Monday, 13 February 2006

Miniature Masterpieces

I heard Webern's Six Bagatelles for the first time today, extraordinary!

Concentrated, delicate, precise, intense and full of energy.

Simultaneously alien and natural.

The very epitome of finding beauty in the detail.

My lesson - even small, short, or simple creations can be powerful and beautiful.

Webern's Six Bagatelles distilled

Friday, 10 February 2006

In the footsteps of Queneau

'Opening the Cage' - 14 variations on 14 words

I have to say poetry and that is nothing and I am saying it
I am and I have poetry to say and that is nothing saying it
I am nothing and I have poetry to say and that is saying it
I that am saying poetry have nothing and it is I and to say
And I say that I am to have poetry and saying it is nothing
I am poetry and nothing and saying it is to say that I have
To have nothing is poetry and I am saying that and I say it
Poetry is saying I have nothing and I am to say that and it
Saying nothing I am poetry and I have to say that and it is
It is and I am and I have poetry saying say that to nothing
It is saying poetry to nothing and I say I have and am that
Poetry is saying I have it and I am nothing and to say that
And that poetry is nothing I am saying and I have to say it
Saying poetry is nothing and to that I say I am and have it

Edwin Morgan

In order to find gold, an artist sometimes needs to dig at the end of a rainbow.

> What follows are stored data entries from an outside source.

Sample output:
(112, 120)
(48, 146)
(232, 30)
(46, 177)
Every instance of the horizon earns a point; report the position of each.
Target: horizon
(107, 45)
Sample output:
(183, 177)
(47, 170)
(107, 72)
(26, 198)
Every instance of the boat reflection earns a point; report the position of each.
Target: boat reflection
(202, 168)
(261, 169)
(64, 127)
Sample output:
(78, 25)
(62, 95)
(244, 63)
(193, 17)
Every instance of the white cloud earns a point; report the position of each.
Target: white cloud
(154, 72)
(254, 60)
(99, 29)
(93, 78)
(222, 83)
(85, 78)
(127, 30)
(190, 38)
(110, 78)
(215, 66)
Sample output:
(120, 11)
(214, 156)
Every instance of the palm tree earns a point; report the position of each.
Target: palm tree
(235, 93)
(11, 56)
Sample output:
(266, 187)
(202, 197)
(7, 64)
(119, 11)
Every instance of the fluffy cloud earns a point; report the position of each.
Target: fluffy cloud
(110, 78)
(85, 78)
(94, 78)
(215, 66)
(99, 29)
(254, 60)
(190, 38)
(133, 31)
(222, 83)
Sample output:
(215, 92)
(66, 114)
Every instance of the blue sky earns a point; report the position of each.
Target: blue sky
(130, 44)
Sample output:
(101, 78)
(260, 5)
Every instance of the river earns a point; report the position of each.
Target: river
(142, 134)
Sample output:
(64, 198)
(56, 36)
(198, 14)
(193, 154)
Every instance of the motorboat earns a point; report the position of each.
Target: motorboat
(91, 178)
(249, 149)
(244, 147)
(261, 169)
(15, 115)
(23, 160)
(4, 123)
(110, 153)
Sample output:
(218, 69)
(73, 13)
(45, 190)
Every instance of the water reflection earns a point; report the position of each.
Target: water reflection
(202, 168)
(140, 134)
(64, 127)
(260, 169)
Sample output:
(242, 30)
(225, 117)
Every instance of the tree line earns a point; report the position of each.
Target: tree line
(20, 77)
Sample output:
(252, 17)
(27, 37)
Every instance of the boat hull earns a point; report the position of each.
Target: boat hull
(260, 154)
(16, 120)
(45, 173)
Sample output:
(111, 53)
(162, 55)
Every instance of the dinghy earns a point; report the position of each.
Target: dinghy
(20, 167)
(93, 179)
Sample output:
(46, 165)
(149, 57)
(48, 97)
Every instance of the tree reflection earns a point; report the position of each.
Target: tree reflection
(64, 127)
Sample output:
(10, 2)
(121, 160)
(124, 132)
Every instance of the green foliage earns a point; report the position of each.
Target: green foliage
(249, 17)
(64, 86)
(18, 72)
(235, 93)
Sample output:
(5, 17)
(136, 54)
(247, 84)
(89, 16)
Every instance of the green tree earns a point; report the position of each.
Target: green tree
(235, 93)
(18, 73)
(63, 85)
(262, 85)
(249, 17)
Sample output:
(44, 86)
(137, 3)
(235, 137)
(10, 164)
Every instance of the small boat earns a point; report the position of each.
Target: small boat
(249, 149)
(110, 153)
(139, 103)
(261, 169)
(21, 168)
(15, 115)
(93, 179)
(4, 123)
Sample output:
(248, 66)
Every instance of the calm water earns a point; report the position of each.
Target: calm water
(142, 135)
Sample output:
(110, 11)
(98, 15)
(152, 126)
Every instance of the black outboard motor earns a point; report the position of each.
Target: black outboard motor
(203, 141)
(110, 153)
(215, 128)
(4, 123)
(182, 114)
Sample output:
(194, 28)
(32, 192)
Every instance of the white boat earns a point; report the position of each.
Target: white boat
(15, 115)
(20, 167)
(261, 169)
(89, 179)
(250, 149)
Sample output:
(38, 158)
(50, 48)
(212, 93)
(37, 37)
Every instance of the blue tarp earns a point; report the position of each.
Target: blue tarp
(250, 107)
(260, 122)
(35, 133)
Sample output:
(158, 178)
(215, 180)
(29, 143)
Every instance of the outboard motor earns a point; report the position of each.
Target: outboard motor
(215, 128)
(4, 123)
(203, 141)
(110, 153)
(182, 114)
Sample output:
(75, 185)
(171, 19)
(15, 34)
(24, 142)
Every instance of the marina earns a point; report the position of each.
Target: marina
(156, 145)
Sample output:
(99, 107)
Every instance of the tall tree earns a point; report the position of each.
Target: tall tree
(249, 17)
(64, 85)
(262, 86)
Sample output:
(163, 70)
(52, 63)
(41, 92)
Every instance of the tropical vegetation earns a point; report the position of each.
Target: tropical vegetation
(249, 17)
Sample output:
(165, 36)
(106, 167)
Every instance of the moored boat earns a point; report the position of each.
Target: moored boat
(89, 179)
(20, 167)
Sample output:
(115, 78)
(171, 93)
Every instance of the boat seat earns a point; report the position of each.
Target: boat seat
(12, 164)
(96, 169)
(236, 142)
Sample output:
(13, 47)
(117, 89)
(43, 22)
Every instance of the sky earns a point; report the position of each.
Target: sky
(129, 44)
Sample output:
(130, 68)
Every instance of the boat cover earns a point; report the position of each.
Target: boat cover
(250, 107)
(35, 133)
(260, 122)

I discovered this provocative, playful poem whilst checking the partial Cage quote used as a subtitle to my blog (the full quote reads 'I have nothing to say and I am saying it and that is poetry as I needed it.')

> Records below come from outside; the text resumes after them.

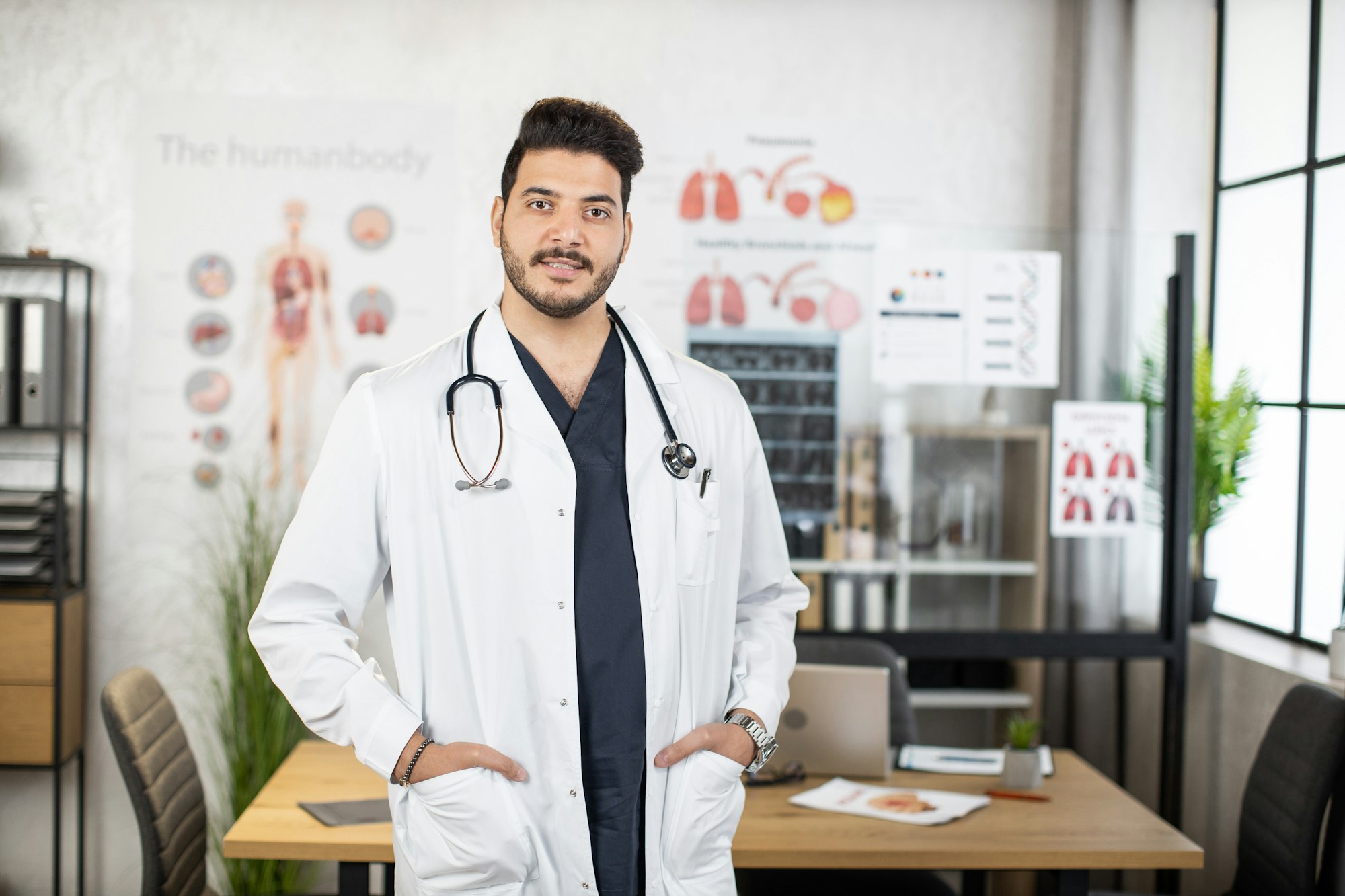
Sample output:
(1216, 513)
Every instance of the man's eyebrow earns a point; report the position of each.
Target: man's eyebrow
(548, 192)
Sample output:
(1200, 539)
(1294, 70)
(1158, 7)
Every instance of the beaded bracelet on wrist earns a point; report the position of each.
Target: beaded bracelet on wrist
(407, 775)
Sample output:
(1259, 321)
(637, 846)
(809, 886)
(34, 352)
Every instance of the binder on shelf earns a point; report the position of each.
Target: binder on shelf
(843, 603)
(40, 399)
(813, 618)
(864, 493)
(9, 361)
(876, 604)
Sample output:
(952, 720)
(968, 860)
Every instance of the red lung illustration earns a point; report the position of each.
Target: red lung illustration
(843, 310)
(726, 198)
(1079, 506)
(693, 198)
(1122, 460)
(804, 309)
(699, 303)
(732, 310)
(1079, 463)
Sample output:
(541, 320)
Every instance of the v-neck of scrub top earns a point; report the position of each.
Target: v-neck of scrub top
(609, 633)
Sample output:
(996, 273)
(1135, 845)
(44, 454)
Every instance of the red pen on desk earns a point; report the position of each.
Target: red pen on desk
(1012, 794)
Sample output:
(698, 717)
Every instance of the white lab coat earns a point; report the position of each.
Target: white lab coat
(479, 591)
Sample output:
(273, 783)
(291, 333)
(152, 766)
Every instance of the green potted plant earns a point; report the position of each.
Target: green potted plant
(258, 727)
(1222, 435)
(1023, 760)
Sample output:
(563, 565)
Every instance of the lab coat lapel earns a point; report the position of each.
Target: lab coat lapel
(649, 485)
(524, 409)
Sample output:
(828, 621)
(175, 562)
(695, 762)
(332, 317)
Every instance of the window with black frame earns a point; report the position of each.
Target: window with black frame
(1278, 309)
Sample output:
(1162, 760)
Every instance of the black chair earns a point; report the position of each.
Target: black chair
(1297, 768)
(790, 881)
(161, 772)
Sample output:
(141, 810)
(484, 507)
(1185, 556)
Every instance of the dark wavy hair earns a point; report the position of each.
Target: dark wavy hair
(575, 126)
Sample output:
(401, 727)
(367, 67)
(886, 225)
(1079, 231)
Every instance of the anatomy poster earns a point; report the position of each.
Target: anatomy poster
(282, 248)
(1097, 469)
(777, 228)
(980, 318)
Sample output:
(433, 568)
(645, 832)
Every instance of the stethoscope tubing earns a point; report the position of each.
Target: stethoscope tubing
(679, 458)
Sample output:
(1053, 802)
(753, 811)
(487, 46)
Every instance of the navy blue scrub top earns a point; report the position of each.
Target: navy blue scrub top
(609, 634)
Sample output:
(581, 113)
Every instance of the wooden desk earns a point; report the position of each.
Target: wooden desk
(1089, 823)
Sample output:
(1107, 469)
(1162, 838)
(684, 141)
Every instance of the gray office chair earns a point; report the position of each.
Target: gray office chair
(1297, 768)
(843, 650)
(161, 772)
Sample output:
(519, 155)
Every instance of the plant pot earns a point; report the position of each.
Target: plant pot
(1023, 770)
(1203, 599)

Whilst the poem's not to do with different styles of expression, it does remind me of Raymond Queneau's 99 brilliant variations on telling a simple story (Exercices de style - 1947).

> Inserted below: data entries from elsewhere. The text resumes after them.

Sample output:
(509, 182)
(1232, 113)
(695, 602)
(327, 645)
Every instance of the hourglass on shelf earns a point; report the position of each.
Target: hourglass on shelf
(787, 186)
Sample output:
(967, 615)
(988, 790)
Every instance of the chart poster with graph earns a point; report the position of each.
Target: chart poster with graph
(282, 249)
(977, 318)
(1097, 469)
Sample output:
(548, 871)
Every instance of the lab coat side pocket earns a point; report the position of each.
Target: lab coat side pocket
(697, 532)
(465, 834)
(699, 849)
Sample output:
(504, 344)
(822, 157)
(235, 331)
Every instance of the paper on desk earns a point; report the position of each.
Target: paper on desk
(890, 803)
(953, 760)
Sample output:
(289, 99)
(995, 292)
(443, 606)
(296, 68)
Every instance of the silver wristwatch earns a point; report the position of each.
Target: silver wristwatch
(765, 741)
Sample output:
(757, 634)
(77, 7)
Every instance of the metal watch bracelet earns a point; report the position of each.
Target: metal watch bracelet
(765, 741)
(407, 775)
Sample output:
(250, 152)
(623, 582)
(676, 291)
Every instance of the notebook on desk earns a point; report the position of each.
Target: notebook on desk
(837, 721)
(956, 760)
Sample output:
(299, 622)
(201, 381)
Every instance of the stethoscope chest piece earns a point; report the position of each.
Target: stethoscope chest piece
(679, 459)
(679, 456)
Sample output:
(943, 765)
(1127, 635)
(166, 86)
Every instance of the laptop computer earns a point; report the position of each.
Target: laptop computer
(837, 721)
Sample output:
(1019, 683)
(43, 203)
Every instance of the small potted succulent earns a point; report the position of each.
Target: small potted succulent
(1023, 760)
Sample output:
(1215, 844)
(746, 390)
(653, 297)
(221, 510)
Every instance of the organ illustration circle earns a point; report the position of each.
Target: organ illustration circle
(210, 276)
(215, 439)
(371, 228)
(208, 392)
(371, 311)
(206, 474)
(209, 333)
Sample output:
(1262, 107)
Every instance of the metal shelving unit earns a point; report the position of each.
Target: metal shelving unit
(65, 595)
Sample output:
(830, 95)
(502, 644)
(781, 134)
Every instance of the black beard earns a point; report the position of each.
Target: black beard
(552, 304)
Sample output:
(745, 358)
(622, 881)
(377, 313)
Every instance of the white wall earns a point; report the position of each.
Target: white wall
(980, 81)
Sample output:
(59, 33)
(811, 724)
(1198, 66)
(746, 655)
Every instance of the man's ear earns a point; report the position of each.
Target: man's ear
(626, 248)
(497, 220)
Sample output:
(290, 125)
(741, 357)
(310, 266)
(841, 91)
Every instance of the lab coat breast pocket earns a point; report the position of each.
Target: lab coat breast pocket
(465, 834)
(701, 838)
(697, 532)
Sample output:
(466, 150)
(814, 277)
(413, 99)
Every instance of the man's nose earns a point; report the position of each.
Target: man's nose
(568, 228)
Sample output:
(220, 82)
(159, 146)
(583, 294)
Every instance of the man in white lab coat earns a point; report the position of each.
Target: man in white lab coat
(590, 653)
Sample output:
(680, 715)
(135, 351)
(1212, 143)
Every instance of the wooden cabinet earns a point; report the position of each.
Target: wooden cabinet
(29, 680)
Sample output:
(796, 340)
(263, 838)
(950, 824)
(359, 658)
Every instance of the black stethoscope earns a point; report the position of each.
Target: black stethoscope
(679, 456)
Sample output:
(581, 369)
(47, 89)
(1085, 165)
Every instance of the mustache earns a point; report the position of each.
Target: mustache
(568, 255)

Morgan selects 14 from millions of possible word orders! Each variation of these words triggers different thoughts, about being, having, saying, poetry, nothing and more.

Look. There are infinite colours.

Monday, 30 January 2006


Grey skies in Aldeburgh, no wind, no movement, nothing. Seeing but not feeling grey, I go in search of other colours and call a friend to check the world hasn't ended. "I want to cut the sky with a knife and make it bleed" I say. "That's poetry" she says.

In the spirit of Rauschenberg's 'White Paintings', perhaps I just need to open my eyes, to look a little more closely at this grey canvas, and it will reveal glorious, infinite variations to me.

I imagine myself after a very serious but non-fatal car accident and feel much better. This may inspire an uplifting new section on my website.

Saturday, 14 January 2006


Elliott Carter decomposing

Elliott Carter composing

I for one would have happily turned up simply to applaud any 97 year old who could make it onto the Barbican stage. Elliott Carter the composer who freed music from bars, was however so much more than just a very old man, full of life, insight, humour and mischief.

In a film about his life, Carter mentions liking Proust. At lunch at St.John, I order 6 madelaines, and offer one (still warm) to EC, which he accepts with openness and curiosity.
In the same film, John Cage playfully comments that 'Any idea is better out of the head than in the head'. Ouch that resonates, he's spot on! I must start realising the ideas swarming around in my head or I'll explode!

Carter says that he always wants to do something he has never done before with each piece of work. He loves the excitement of trying something new, where he doesn't know how it might turn out, fearless old bugger!

Apparently, on trying to put him up in a 5 star hotel right next to the Barbican, Carter objected, saying he'd just read about the hippest place in London, a new hotel called 'The Trafalgar' and that he wanted to try it. So he did! What appetite!